Session 7 – Moderated by Maximina Yun

Wouter Masselink

10.45- 11.00

Non-canonical primary body axis segmentation through a multi-potent progenitor during axolotl tail regeneration

The ability of the axolotl to regenerate its tail represents a striking ability of vertebrate primary body axis regeneration, but how this process is regulated remains largely unknown. Current models of regeneration as seen in for example axolotl limb regeneration suggest a resident connective tissue population undergoes dedifferentiation after which developmental programs are re-deployed. In the context of tail regeneration this imply redeployment of somitogenesis, however previous work has suggested myomere are the earliest segmenting structures and are added in a non-linear fashion. Here we describe a resident progenitor in the axolotl tail which contributes to all regenerating paraxial mesodermal lineages. Moreover tail patterning as exemplified by vertebral segmentation is dependent on a somite independent non-canonical program.
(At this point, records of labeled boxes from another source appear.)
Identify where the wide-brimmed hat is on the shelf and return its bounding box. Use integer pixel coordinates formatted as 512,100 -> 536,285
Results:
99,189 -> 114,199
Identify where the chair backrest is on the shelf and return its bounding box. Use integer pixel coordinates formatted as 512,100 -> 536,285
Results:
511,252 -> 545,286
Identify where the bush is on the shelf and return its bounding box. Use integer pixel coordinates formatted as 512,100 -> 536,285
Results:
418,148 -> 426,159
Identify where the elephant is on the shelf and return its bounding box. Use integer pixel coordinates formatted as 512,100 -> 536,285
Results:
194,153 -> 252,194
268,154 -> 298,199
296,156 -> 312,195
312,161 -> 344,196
We find resident progenitors are in an inter-myomeric region and express a unique set of marker genes including Lfng, Scx, and Meox. Both during development and regeneration these cells contribute to myogenic, sclerogenic, and dermogenic lineages. While lineage contributions during regeneration closely recapitulate development, tissue patterning during regeneration follows a non-canonical somite independent program. In the absence of somites, there is no rostro-caudal polarity and resegmentation as a consequence is lost Moreover vertebrae are accurately re-established both after tail amputation as well as after vertebral extirpation. Finally, somitic mutant animals recover from vertebral malformations during regeneration, showing that even on a genetic level there are significant differences in tissue patterning programs during development and regeneration. Taken together these results show that even within a single organism multiple tissue specific modes of regeneration can exists: while limb regeneration is dependent on the dedifferentiation of connective tissue cells followed by the redeployment of developmental programs, tail regeneration is dependent on a resident progenitor cell population followed by the deployment of a patterning program which is distinct from canonical developmental programs.


Toshinori Hayashi

11.00-11.20

Cardiac Regeneration, Newt

Since cardiac regeneration in vertebrates was first reported in the newt in 1974, the research field has expanded to teleosts (zebrafish) and mammals (mouse, and potentially human). In order to elucidate the principle of cardiac regeneration, comparative research among these vertebrates will be important. In the present study, we developed a cryo-injury procedure for the newt. We showed the gene expression profiles in cardiac regeneration induced by cryo-damage differed from the profiles induced by conventional ventricular amputation. Our results suggest that the cryo-injury method is suitable for comparing the process of cardiac regeneration in the newt with that in other animal models.


Marko Pende (Online)

11.20-11.40

Tissue-clearing and light-sheet imaging for in toto histological interrogation of organs and organisms

Tissue clearing in combination with light-sheet microscopy enabled scientists to observe regeneration, development, or the connectome in entire animals without the necessity of histological sectioning. However, the vast variety of different tissue clearing methods often ponders the question which protocol to use for an organ, animal, or animal developmental stage of interest. After mastering tissue clearing, the decision for the right imaging system introduces another level of difficulty. In this technical presentation we try to show the best tissue clearing approaches for different axolotl development stages raging from early embryo to 5cm animals. Further, we show different ways to image such tissue-cleared samples.


James Monaghan (Online)

11.40-12.25

Regeneration of the axolotl lung

Mammals have a limited capacity to repair their lung after injury. In contrast, we show here that axolotls are capable of lung regeneration after partial pneumonectomy. We show that injury induces an organ-wide proliferative response that supports regrowth of the missing lung tissue rather than generating a blastema. To identify epithelial cell populations involved in axolotl lung regeneration, we performed single-cell RNA-seq on uninjured lungs. We identified seven potential epithelial cell types in the axolotl lung, corresponding to most of the major cell types in the mammalian lung. We then used 12-plexed fluorescence in situ hybridization comprised of candidate cell type markers. This spatial analysis showed that the axolotl lung epithelium has a complex tissue architecture consisting of multiple specialized cell types.